Silk has been traded across the world for thousands of years, at times being so desirable that it was used as a currency alongside gold and silver. Renowned for properties such as its softness, lustre, shine, drape, breathability and strength, it is an expensive material due to limited availability and the high cost of production methods.

Silk is made by the larvae of the Bombyx mori moth, which spins a continuous thread into a cocoon in order to start the process of transformation into moth form. When ready to emerge, the silkworm eats a hole in the cocoon which breaks the thread. To prevent this and keep the silk intact, the cocoon with the live moth inside is steamed or dropped into boiling water when it is ten days old. Many millions of moths are killed in this way every year to meet demand.

The first patent relating to the production of artificial silk was issued in 1855, for drawing out thread from a solution of chemicals mixed in the laboratory. Further developments and improvements took place that resulted in four main methods being adopted for the commercial manufacture of this semi-synthetic fibre, all using cellulose as their raw material, largely sourced from cotton and wood. They were:

  • the nitrocellulose process eg. Chardonnet Silk (1-2);
  • the viscose process eg. Rayon (3)
  • the cuprammonium process eg. Bemberg Silk (4);
  • the acetate process eg. Celanese (5).

The viscose process rapidly became the most widely adopted manufacturing method and, as the man-made filament could be modified to control qualities such as lustre and strength, the variety of fabrics and weaves both increased and improved. Particularly celebrated for its ability to readily accept dye and its affordability, artificial silk soon found diverse applications.

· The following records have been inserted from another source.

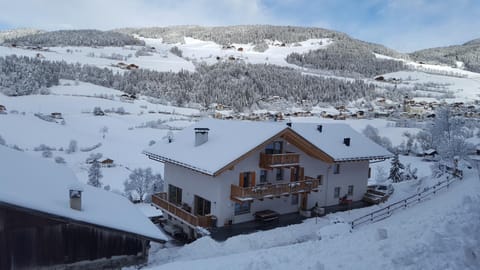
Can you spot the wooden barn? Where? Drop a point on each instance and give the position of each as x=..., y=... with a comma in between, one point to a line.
x=50, y=220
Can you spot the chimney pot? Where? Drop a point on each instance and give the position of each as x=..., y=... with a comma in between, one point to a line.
x=201, y=136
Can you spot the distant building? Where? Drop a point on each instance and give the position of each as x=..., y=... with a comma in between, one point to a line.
x=107, y=163
x=56, y=115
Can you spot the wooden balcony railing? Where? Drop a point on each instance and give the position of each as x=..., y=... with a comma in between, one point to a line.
x=160, y=200
x=261, y=192
x=278, y=160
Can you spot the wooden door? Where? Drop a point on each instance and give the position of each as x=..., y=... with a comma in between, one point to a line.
x=303, y=201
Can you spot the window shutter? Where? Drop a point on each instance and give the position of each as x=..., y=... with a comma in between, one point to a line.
x=240, y=182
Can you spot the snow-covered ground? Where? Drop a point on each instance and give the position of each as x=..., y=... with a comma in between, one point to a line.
x=440, y=233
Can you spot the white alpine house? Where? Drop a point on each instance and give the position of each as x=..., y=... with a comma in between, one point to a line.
x=225, y=172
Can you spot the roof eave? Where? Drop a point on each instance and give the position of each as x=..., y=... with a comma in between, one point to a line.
x=172, y=161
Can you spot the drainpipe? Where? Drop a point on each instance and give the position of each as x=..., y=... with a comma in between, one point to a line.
x=326, y=184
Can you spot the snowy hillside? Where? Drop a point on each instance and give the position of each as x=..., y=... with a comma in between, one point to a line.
x=128, y=127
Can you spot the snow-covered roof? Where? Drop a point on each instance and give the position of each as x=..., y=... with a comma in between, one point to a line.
x=43, y=186
x=331, y=141
x=230, y=140
x=227, y=141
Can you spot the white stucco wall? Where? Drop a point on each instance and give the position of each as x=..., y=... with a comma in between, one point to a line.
x=217, y=189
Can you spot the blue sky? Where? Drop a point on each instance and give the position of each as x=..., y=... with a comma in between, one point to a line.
x=405, y=25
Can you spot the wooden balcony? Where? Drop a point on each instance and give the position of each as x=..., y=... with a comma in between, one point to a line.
x=160, y=200
x=279, y=160
x=270, y=191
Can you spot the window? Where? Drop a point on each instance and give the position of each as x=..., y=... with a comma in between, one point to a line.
x=242, y=208
x=336, y=169
x=247, y=179
x=263, y=176
x=294, y=199
x=336, y=192
x=279, y=174
x=274, y=148
x=202, y=206
x=320, y=179
x=174, y=194
x=350, y=190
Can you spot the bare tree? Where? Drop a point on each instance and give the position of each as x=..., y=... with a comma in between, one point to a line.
x=142, y=182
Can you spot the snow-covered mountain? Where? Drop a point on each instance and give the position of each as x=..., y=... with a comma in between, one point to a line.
x=226, y=65
x=149, y=89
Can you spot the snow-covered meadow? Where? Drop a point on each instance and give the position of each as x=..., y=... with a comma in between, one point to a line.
x=441, y=232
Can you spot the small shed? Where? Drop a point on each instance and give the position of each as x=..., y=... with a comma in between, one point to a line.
x=59, y=223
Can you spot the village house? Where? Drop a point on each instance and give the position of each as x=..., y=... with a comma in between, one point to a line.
x=49, y=220
x=221, y=172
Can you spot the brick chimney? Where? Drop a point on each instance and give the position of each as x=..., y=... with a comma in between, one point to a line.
x=76, y=198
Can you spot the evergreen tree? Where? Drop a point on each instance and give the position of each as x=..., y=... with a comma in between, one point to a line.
x=396, y=174
x=95, y=174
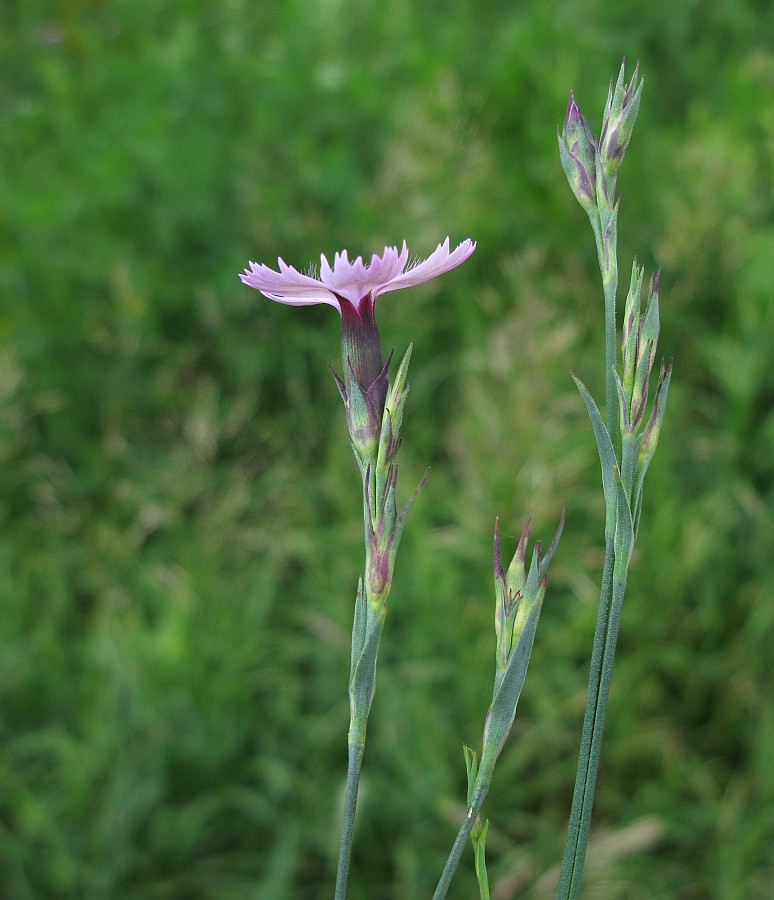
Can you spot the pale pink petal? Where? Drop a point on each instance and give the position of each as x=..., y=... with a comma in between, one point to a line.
x=439, y=261
x=355, y=280
x=288, y=285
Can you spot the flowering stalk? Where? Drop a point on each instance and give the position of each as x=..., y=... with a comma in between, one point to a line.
x=374, y=411
x=518, y=602
x=625, y=447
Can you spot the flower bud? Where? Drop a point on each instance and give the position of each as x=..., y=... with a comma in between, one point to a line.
x=578, y=151
x=623, y=103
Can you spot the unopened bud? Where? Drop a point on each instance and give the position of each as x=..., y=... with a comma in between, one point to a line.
x=578, y=152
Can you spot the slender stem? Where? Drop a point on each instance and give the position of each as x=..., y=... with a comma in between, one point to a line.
x=611, y=342
x=574, y=839
x=356, y=751
x=572, y=865
x=460, y=842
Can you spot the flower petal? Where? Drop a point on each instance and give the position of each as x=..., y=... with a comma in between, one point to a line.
x=354, y=280
x=288, y=285
x=439, y=261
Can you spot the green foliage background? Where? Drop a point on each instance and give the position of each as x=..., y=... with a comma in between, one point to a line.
x=179, y=526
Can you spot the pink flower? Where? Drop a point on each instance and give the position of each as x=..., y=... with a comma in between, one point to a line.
x=353, y=282
x=352, y=289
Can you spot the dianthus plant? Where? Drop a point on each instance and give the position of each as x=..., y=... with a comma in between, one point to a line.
x=626, y=441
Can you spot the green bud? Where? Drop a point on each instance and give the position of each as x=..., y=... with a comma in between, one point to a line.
x=518, y=601
x=623, y=103
x=578, y=151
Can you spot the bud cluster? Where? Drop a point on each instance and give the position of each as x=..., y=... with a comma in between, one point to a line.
x=638, y=350
x=518, y=600
x=591, y=165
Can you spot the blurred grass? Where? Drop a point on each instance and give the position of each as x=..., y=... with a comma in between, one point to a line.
x=179, y=538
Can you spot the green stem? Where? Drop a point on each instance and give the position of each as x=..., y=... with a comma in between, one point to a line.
x=356, y=751
x=606, y=636
x=611, y=343
x=463, y=836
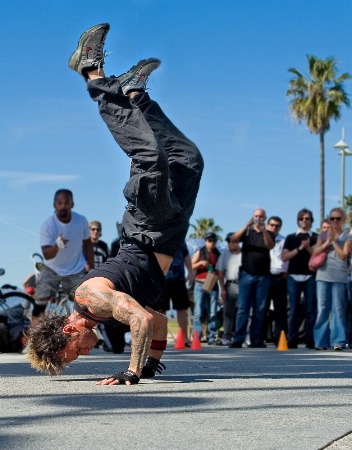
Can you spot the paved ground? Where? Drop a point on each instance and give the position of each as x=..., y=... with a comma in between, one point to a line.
x=216, y=398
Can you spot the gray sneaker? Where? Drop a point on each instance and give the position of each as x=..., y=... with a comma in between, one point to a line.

In more recent years, with concerns over the negative environmental effects of production, less polluting alternatives were sought. Eco-friendly fibres such as Tencel (Lyocell) (6), were developed from the 1970s using non-toxic, recoverable chemicals with low environmental impact. Other modern examples include fibres that utilise renewable sources of the cellulose raw material, eg. bamboo (7-8) and seaweed (9).